ゴネられたら、あんな城があるから筒井一党が屯するんや、とか言って誤魔化す積もりだったけど、必要なくなったな。
流石は霜台、話が分かる。
「ところで、某が捕らえた井戸若狭守(良弘)に御座るが、西国に送ろうかと思うておりますが構いませぬか?」
そのまま良弘を西国へ連れていっても構わないんだが、一応霜台の了承も得ておこう。
後でグチグチ言われたくないからな。
「しかし、若狭守は陽舜坊の…」
「それは充分承知しております。しかしここで死なせるには惜しい。

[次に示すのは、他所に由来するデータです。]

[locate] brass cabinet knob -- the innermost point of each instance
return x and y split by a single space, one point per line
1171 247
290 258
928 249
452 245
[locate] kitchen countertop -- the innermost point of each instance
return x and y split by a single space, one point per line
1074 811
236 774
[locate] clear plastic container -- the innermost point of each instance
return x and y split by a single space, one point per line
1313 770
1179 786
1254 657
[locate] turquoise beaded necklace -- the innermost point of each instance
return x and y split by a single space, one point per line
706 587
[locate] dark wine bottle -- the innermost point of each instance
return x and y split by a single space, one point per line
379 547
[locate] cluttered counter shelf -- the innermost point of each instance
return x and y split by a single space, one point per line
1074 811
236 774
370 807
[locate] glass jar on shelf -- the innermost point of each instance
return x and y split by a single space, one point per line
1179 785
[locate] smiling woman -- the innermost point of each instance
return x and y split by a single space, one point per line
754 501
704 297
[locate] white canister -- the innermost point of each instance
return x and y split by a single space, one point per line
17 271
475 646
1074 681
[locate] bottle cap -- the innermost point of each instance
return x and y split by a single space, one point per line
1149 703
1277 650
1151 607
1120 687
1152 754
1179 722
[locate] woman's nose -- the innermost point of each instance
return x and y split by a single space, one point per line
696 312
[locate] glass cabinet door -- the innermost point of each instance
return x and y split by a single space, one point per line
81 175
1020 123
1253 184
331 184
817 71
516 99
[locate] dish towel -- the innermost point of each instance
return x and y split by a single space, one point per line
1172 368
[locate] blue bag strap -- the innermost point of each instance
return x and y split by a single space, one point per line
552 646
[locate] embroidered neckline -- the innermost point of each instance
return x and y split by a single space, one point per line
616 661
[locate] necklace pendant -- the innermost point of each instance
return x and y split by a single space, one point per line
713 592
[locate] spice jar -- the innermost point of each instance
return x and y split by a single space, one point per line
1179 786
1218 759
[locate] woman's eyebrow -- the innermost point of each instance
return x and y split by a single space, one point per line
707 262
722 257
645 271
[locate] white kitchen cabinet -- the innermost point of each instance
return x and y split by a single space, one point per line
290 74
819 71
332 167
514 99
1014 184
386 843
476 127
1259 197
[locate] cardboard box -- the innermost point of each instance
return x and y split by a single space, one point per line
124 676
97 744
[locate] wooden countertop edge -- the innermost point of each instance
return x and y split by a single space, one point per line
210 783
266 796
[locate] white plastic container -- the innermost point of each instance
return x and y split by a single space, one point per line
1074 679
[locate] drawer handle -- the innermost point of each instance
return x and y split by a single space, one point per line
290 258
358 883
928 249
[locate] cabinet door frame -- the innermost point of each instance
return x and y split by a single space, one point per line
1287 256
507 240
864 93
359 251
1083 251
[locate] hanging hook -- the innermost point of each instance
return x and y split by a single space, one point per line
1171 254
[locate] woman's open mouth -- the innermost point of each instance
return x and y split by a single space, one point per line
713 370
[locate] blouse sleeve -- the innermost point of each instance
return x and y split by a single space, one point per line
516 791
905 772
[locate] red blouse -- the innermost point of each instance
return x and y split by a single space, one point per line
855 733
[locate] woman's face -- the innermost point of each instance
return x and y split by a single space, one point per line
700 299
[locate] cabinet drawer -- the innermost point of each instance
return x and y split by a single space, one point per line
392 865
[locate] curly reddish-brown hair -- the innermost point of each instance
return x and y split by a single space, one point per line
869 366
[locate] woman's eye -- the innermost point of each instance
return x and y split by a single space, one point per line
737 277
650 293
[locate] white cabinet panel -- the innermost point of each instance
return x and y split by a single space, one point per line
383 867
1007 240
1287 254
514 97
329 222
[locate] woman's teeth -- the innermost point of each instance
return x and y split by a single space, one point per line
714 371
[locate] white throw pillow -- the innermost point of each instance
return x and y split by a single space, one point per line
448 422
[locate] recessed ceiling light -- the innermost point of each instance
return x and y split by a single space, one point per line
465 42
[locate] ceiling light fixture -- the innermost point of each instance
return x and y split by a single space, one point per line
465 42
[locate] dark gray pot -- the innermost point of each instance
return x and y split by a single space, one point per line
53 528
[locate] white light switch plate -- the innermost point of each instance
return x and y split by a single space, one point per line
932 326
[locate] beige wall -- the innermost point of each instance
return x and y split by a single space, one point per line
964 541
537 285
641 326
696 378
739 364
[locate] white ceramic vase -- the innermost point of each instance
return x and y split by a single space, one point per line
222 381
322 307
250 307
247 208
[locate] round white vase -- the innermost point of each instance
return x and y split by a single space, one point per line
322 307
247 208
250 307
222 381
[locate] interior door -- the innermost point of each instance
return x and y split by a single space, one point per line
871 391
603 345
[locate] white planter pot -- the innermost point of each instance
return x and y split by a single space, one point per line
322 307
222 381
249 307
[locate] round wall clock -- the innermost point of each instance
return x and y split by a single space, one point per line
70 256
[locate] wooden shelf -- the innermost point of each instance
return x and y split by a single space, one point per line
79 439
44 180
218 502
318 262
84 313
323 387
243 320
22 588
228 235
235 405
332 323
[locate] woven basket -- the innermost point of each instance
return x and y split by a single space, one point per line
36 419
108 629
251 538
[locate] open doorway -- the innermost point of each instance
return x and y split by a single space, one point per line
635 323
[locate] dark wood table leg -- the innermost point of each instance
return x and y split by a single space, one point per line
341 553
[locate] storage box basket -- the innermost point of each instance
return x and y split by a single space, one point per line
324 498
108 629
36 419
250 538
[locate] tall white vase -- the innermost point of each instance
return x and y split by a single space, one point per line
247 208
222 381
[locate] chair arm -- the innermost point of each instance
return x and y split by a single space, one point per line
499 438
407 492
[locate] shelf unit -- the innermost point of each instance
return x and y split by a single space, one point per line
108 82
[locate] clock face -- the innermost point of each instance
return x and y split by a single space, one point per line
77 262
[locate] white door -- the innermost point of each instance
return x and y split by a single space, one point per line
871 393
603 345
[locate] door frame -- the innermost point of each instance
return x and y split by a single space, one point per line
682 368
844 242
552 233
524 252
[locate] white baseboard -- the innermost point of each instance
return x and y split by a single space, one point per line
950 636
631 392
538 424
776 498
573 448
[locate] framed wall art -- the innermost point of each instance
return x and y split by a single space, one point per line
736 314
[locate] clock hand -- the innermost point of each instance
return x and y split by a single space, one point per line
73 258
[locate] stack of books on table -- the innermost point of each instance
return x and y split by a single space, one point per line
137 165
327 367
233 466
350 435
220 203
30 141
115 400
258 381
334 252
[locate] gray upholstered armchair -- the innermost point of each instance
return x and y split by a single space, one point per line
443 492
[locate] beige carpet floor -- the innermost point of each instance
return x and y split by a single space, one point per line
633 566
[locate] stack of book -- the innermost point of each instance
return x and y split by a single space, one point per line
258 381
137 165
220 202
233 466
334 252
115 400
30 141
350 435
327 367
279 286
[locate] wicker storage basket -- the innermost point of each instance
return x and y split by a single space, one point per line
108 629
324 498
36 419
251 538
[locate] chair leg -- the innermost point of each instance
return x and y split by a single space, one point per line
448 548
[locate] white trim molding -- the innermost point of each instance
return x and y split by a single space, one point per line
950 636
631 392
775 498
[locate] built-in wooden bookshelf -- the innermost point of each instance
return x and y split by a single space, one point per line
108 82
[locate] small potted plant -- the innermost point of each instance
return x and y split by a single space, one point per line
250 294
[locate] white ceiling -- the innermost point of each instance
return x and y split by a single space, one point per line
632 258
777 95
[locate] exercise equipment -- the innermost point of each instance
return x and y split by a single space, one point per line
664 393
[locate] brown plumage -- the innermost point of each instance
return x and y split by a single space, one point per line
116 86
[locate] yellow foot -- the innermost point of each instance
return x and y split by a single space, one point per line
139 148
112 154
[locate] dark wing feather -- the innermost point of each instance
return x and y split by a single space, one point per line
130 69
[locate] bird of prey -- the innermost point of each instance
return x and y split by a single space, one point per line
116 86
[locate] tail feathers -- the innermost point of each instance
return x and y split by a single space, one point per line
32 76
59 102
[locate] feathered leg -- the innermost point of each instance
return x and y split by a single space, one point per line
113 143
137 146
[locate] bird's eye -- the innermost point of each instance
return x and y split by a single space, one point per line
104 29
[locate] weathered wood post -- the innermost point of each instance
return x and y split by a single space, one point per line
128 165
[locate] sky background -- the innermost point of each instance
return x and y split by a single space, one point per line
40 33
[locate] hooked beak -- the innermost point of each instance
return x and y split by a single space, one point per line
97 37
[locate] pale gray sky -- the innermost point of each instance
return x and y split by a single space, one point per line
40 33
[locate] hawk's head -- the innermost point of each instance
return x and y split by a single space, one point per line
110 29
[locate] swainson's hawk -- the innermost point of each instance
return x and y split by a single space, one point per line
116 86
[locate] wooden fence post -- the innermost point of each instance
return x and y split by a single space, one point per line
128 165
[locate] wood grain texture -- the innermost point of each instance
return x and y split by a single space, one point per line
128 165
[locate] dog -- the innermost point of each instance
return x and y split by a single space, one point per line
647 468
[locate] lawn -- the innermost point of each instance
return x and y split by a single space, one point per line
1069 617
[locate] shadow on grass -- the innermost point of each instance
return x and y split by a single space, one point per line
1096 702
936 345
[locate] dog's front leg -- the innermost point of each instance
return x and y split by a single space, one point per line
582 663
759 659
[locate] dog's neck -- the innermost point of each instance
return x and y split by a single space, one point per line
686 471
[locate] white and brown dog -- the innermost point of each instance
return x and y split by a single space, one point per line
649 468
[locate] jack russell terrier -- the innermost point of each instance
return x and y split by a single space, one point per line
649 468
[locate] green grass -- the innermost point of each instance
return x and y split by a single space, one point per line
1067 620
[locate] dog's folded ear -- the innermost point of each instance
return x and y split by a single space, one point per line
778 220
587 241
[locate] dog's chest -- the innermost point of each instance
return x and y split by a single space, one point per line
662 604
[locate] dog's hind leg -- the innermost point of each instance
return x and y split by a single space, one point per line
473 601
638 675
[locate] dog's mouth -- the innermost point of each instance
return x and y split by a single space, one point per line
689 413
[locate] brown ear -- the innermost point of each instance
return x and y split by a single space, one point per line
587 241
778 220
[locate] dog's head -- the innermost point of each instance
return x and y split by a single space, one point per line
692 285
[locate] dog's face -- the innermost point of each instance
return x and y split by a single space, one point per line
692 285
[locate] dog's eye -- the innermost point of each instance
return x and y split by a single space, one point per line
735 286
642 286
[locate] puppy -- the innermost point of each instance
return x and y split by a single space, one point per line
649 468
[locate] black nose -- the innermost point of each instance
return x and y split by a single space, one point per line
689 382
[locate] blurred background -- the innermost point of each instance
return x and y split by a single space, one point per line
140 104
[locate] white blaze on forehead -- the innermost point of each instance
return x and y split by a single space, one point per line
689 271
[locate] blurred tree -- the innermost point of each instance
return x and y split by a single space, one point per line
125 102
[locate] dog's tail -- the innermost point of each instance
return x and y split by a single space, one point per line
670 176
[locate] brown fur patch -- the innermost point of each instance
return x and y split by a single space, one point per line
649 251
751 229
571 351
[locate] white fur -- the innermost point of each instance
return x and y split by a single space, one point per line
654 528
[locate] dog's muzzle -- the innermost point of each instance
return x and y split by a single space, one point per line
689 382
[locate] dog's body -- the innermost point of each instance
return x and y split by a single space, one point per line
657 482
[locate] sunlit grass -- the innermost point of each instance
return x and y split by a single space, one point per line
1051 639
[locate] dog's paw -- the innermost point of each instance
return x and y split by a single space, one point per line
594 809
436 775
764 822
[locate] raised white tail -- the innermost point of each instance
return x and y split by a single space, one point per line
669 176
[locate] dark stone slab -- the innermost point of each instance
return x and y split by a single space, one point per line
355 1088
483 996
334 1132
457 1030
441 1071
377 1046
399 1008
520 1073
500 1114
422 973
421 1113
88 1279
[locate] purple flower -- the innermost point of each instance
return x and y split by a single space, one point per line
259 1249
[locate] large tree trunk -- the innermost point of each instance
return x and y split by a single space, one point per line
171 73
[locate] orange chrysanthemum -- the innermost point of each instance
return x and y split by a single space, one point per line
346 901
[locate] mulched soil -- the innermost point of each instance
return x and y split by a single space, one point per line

霜台の許しなくば決して畿内には入れませぬ故、どうか若狭守を某にいただきたい」
霜台の言葉を遮って、良弘を僕にくださいと頭を下げる。
これだけ働いたんだから、国人の1人や2人貰っても構わないやろ?
「兵部少輔殿に頭を下げられては否とは言えませぬな」
うんうん、そうでしょそうでしょ。
良弘を家臣に加える許可も得たし、これで漸く京でのんびり正月を迎えられるな。
ちなみに霜台の許しがなければ畿内には入れないと言ったが、霜台とは弾正台という官職の唐名なので、別に松永久秀だけを指す言葉じゃない。
ウチの殿も普段尾張守と呼ばれてはいるが、弾正大弼の官職も授かっているので、霜台と呼んでも問題ない…よね?
最悪、ウチの家臣に弾正を自称させれば問題ないだろう。